誰にでも、これを食べたら元気になるという食べ物があると思う。それは好物だったり、食べたら体調が良くなるものだったりさまざまだろう。

私の場合はこれ。地元国分寺にある老舗イタリアン「メランツァーネ」の看板メニュー「メランツァーネ」。

メランツァーネとはイタリア語でナスのこと。

初めて食べたのは小学校低学年のとき。近くの音楽教室でバイオリンを習っていて、その帰りによく母と食べに行っていた。

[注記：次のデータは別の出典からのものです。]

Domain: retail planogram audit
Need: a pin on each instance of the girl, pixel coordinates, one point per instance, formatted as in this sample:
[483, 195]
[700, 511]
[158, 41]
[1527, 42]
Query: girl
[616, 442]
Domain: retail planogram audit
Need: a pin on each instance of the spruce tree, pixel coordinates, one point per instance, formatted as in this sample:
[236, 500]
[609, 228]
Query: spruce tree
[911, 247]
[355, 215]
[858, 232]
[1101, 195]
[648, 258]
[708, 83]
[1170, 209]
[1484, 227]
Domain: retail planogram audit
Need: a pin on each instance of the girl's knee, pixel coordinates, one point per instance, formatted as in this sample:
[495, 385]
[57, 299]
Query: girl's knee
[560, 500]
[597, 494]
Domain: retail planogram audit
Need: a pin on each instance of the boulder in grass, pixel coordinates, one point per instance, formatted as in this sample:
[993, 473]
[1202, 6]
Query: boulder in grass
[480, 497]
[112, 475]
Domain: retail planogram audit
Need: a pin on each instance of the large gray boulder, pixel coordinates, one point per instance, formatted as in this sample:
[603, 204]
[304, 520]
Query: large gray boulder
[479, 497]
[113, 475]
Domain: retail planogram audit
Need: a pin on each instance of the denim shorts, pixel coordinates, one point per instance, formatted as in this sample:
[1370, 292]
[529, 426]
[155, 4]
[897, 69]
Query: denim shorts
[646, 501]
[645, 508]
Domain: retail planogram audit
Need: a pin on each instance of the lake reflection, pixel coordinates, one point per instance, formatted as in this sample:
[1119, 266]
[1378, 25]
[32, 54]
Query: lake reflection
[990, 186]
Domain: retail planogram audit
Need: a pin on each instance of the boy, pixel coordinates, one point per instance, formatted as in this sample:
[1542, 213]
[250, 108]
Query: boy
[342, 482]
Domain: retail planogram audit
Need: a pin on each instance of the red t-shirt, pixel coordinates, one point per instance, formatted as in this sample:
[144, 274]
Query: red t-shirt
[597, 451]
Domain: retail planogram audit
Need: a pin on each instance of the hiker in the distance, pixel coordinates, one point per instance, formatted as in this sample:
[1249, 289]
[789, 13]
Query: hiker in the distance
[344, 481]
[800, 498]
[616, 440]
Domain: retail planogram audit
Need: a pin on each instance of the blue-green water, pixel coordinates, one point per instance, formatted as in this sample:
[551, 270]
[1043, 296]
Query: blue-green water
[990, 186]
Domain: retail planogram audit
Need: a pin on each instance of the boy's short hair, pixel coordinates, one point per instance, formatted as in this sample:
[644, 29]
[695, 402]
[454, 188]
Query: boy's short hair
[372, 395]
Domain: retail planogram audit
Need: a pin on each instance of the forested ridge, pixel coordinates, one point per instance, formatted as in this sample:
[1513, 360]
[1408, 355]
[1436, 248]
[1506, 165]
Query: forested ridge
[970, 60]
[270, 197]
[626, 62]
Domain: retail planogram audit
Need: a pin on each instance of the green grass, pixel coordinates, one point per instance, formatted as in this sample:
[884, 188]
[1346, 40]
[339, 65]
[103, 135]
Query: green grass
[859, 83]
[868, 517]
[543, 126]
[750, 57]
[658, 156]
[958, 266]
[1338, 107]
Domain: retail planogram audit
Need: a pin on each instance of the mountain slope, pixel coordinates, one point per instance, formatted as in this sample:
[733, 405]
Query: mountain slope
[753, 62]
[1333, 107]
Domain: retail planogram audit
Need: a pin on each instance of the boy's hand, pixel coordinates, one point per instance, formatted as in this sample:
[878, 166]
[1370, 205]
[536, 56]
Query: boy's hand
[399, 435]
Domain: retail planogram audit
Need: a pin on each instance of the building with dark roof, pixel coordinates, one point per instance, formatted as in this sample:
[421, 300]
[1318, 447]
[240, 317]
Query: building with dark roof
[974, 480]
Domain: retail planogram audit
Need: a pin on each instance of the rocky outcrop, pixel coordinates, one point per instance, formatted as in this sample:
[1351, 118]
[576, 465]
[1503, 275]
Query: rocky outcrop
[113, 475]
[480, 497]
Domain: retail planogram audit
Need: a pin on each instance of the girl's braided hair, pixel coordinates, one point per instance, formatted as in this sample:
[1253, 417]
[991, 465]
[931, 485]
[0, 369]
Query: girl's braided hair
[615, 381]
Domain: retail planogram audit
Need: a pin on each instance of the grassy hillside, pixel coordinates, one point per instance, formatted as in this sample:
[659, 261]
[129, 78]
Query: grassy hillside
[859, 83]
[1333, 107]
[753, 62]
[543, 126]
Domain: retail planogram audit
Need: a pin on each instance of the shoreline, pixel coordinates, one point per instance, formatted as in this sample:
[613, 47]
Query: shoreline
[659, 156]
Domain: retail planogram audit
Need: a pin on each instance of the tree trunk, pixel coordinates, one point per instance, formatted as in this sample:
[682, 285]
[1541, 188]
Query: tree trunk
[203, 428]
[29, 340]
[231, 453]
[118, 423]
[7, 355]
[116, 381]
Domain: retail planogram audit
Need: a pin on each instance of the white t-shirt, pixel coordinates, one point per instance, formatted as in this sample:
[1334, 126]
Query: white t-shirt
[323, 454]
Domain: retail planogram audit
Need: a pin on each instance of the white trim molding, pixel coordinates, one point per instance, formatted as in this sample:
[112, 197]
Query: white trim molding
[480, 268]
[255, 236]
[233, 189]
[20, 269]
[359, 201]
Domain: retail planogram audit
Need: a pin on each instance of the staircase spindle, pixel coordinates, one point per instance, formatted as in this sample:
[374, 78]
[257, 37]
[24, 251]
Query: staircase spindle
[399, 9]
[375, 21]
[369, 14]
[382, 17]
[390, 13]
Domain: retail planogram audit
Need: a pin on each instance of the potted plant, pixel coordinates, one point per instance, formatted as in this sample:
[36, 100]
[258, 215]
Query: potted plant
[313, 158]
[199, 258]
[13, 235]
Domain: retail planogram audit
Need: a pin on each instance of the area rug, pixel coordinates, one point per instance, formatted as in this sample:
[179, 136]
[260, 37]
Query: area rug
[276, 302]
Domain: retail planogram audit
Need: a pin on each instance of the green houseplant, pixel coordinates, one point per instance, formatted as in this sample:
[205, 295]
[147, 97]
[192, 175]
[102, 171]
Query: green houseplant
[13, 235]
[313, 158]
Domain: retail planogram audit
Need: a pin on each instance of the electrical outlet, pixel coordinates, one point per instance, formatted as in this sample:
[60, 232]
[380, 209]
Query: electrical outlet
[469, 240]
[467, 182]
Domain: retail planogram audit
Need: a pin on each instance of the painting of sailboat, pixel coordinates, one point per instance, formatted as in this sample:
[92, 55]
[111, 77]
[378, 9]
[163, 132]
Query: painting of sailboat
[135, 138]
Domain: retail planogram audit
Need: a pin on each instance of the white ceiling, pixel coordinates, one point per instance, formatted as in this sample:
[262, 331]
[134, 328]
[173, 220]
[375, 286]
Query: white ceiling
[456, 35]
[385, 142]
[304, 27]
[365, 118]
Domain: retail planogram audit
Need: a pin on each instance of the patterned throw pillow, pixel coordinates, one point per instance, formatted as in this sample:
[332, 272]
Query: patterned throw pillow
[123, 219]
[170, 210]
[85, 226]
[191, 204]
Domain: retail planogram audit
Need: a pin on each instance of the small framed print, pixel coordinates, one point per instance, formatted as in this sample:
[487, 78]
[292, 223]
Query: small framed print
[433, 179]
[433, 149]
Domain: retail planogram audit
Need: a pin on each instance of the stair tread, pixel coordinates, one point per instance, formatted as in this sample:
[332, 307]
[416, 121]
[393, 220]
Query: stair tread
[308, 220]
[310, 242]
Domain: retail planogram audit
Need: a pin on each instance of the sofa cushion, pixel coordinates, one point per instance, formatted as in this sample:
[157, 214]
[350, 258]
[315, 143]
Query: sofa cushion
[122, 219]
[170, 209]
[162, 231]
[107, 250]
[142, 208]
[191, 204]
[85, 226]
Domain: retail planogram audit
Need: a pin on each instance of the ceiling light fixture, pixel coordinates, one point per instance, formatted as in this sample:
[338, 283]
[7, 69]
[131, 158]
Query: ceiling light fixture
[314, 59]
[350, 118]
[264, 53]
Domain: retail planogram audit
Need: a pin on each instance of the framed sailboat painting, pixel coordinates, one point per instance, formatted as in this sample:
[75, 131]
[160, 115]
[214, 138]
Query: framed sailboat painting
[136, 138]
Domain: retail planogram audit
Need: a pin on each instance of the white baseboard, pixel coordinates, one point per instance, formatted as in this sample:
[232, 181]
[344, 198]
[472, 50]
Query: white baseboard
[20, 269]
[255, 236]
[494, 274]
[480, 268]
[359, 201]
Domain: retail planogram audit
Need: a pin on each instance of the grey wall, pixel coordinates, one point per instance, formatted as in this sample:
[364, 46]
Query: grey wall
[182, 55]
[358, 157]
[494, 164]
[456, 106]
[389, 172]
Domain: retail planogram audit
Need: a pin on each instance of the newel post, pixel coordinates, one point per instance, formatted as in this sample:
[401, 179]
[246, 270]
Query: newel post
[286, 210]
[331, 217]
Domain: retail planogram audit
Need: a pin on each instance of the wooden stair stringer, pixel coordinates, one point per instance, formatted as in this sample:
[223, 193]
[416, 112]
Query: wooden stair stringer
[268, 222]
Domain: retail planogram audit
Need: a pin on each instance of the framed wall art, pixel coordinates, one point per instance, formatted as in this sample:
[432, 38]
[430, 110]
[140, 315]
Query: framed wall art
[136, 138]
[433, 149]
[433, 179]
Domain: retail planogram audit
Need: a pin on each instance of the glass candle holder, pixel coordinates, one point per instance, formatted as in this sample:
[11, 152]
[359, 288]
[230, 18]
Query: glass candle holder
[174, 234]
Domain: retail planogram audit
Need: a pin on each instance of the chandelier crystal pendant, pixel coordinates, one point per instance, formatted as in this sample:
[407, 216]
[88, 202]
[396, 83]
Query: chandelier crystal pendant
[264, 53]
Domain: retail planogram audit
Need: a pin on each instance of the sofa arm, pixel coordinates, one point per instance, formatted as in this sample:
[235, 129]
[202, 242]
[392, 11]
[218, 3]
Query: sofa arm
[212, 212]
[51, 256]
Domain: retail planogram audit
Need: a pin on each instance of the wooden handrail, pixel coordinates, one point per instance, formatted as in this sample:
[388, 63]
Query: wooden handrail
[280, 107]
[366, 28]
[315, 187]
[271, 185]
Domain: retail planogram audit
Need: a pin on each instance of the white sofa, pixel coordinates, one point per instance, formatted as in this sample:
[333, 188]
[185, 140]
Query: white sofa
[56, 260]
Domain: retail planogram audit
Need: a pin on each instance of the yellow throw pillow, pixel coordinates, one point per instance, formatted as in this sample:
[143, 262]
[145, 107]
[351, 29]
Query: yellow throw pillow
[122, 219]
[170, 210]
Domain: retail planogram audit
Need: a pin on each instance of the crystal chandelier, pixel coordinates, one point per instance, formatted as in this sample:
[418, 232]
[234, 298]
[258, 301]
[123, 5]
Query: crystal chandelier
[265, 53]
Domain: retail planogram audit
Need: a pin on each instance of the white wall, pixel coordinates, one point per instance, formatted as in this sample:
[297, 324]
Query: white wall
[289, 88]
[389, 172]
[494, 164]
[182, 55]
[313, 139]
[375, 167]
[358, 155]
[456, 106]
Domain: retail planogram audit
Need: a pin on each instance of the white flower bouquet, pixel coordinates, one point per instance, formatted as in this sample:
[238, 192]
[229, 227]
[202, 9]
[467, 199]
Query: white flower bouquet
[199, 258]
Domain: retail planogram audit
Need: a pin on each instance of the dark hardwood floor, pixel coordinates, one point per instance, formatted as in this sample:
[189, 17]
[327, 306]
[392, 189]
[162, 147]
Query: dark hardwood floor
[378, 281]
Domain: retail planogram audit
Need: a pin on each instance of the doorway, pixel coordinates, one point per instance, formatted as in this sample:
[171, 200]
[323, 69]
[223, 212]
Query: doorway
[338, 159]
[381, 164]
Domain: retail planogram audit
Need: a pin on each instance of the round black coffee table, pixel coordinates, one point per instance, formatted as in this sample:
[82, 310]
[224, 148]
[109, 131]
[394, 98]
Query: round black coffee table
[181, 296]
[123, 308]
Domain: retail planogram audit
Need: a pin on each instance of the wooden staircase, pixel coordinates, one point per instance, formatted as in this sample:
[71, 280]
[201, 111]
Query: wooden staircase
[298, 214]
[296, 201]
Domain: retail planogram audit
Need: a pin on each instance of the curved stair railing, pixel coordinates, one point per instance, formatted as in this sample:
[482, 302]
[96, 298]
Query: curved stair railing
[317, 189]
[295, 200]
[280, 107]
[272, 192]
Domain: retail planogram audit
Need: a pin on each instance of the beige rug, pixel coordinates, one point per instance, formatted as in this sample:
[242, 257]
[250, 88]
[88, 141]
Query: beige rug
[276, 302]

当時はお子ちゃまだから、たらこスパゲッティとかミートソーススパゲッティを食べていた(昔はパスタではなくスパゲッティと呼んでいた。時代を感じる)。

私がミートソースを頬張る横で母が食していたのがメランツァーネだ。私は食いしん坊だから自分が頼んだものは誰にもあげずに一人で平らげたい人。だから、人のものには興味がない。しかし母はその逆で「一口ちょうだい」がお決まりだ。昔はこれが大嫌いだったわけだが、このときだけは感謝している。言われなければ、私はずっとミートソースを食べていたかもしれない(言っておくが、もちろんミートソースも美味しい)。

一口もらって衝撃が走った。

う……うまい!!!

ニンニクとアンチョビが奏でるなんとも言えない絶妙な味わい。アンチョビをそのまま食べたらきっと嫌いになっていたけど、オイルベースのシンプルな味に絶妙に溶け込んでいるから、変なしょっぱさがない。さらに、ニンニクの旨味と香りがうまいこと混じり合って、素晴らしき化学反応を起こしている。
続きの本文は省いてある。